China's largest joint venture, a petrochemical project off South China Sea built with both Chinese and foreign funds, has completed construction and will go into production in several weeks, according to sources with China National Offshore Oil Corporation (CNOOC), China's largest offshore oil producer.
The board of CNOOC and Shell Petrochemical Company Limited (CSPC) announced on Friday the completion of the construction of the world-scale petrochemicals complex in the Daya Bay, Huizhou city of south China's Guangdong Province Friday.
According to CNOOC, final preparations for start up are now being made at the complex, at the center of which is an 800,000 tons per annum capacity Lower Olefins Plant.
The project is a joint investment by the CNOOC, Royal Dutch Shell and the Guangdong provincial government.
With a total investment of 4.3 billion US dollars, the project is so far the largest joint venture project in China. Shell holds a share of 50 percent, CNOOC, 45 percent and the Guangdong government, five percent.
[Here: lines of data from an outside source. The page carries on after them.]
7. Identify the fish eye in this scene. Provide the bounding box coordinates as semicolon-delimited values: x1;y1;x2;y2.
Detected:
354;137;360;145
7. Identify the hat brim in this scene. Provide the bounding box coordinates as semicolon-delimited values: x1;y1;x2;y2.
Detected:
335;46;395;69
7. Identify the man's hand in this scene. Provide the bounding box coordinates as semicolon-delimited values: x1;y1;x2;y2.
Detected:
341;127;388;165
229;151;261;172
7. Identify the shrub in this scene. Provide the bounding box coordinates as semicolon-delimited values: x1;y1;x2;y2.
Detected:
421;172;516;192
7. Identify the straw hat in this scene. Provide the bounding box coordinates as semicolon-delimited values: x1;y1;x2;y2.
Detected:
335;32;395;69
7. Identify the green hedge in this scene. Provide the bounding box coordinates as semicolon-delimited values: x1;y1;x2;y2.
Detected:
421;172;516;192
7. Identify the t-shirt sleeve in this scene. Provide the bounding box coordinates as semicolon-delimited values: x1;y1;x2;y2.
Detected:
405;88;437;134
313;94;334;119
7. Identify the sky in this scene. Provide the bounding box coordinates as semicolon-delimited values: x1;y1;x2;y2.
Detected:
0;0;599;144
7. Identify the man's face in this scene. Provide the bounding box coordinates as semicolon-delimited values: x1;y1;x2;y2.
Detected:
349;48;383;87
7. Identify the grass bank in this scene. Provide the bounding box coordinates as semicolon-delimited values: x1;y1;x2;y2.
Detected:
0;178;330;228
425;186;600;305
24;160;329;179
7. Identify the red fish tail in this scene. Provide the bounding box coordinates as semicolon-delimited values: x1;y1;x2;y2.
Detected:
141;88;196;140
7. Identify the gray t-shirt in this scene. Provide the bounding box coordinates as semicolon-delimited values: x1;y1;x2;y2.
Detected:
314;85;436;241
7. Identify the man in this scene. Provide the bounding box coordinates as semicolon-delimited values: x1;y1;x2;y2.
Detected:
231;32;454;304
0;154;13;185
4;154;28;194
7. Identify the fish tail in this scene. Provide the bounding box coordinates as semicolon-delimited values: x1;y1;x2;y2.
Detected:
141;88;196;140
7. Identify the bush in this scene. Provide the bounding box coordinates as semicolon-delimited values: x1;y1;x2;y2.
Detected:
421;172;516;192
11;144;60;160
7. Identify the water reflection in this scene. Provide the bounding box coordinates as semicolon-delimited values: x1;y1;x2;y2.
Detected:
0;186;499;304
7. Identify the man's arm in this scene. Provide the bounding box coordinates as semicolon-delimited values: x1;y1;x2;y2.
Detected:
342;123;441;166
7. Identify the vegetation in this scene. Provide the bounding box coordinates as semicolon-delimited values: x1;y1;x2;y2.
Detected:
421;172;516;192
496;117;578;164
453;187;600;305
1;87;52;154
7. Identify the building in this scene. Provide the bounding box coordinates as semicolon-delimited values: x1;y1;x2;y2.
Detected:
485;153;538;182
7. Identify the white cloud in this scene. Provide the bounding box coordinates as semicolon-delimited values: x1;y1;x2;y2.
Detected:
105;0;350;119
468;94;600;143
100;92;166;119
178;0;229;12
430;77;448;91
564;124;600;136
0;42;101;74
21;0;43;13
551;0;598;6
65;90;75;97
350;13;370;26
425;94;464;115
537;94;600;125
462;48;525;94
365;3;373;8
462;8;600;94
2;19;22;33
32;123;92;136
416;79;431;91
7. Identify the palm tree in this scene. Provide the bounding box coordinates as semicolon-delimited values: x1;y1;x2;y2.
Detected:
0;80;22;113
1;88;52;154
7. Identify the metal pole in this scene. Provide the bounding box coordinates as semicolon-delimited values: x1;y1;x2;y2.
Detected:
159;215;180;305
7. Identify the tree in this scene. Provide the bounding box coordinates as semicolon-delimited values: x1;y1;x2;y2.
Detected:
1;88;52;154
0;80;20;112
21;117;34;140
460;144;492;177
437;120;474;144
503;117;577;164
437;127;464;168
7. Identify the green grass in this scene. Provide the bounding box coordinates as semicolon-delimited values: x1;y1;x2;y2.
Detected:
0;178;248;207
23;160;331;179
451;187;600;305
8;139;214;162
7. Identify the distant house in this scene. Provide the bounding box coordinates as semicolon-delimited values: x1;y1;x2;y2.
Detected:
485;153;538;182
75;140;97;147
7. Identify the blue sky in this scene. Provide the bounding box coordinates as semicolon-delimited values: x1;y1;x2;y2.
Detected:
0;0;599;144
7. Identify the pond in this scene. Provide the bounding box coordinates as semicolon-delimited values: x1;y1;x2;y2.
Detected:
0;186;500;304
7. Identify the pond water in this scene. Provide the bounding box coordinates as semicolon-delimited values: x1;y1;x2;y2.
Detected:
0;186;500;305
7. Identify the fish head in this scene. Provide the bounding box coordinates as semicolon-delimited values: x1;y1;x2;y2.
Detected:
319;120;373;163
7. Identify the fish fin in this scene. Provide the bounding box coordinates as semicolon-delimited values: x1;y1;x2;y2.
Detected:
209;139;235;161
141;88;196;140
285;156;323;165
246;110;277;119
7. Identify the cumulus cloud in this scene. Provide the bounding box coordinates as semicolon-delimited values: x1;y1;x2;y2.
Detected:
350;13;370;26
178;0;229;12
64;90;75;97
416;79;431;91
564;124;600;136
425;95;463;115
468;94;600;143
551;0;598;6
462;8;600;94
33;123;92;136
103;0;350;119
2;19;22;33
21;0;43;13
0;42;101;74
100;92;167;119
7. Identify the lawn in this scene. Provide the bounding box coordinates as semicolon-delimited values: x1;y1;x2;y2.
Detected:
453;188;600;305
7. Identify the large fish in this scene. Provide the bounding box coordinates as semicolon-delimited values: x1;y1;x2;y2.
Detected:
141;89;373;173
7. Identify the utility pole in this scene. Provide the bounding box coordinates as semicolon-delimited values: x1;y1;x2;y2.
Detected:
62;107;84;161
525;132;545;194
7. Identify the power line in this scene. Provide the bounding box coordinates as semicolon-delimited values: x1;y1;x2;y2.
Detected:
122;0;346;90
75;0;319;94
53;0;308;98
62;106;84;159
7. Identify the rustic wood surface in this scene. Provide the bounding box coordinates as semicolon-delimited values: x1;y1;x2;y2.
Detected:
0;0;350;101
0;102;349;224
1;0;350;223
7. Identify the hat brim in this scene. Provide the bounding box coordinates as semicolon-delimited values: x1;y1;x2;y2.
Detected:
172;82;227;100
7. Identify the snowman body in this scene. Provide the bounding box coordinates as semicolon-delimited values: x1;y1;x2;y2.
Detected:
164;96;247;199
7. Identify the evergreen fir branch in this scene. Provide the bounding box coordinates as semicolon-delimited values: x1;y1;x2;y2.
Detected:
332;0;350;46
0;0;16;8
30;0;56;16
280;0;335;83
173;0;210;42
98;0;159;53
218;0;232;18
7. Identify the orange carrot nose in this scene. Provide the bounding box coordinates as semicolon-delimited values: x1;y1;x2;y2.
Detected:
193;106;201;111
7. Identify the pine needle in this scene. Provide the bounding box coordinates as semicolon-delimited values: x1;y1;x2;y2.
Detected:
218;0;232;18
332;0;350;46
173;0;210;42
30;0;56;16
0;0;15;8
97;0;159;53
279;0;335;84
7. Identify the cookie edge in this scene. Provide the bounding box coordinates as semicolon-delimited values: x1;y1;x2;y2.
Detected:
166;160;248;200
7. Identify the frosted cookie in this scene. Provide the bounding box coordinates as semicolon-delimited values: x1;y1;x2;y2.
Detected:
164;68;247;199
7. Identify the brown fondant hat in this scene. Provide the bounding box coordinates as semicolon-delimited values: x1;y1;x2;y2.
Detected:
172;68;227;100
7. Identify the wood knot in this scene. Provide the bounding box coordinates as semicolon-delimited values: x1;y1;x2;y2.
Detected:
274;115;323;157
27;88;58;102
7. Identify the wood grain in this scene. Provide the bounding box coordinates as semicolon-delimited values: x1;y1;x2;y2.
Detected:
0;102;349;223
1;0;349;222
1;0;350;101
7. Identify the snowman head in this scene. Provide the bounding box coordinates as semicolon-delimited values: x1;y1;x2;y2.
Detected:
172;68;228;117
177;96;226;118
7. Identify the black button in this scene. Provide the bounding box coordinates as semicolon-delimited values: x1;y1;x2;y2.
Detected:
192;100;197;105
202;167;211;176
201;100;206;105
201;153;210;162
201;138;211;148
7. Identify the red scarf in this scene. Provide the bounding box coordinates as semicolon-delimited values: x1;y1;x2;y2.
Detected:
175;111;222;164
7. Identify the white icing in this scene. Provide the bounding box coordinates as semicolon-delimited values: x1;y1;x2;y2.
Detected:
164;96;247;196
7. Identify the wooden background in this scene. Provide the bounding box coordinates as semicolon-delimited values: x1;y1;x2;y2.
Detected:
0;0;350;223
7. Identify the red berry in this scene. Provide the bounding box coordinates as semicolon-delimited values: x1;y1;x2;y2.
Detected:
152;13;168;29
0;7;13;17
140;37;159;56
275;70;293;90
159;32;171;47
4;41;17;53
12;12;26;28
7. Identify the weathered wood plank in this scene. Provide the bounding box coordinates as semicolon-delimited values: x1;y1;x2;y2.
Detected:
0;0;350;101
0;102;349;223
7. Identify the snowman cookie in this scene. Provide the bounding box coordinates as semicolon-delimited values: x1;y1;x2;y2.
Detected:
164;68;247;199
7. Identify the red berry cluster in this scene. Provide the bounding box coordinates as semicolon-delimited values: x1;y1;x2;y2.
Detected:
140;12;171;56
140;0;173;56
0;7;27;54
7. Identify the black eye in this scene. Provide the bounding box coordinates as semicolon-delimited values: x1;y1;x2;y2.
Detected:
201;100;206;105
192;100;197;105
After the start-up, the project is expected to turn out 2.3 million tons of petrochemicals products which will be supplied to markets in Guangdong and southeast coastal areas, where demand for petrochemicals are strong.
Most of the utilities units and general facilities have already been in operation for months. The cracker and downstream units are being phased in as part of an integrated start up plan with a full complex product in tank expected in the next few weeks, said Simon Lam, General Manager of CSPC.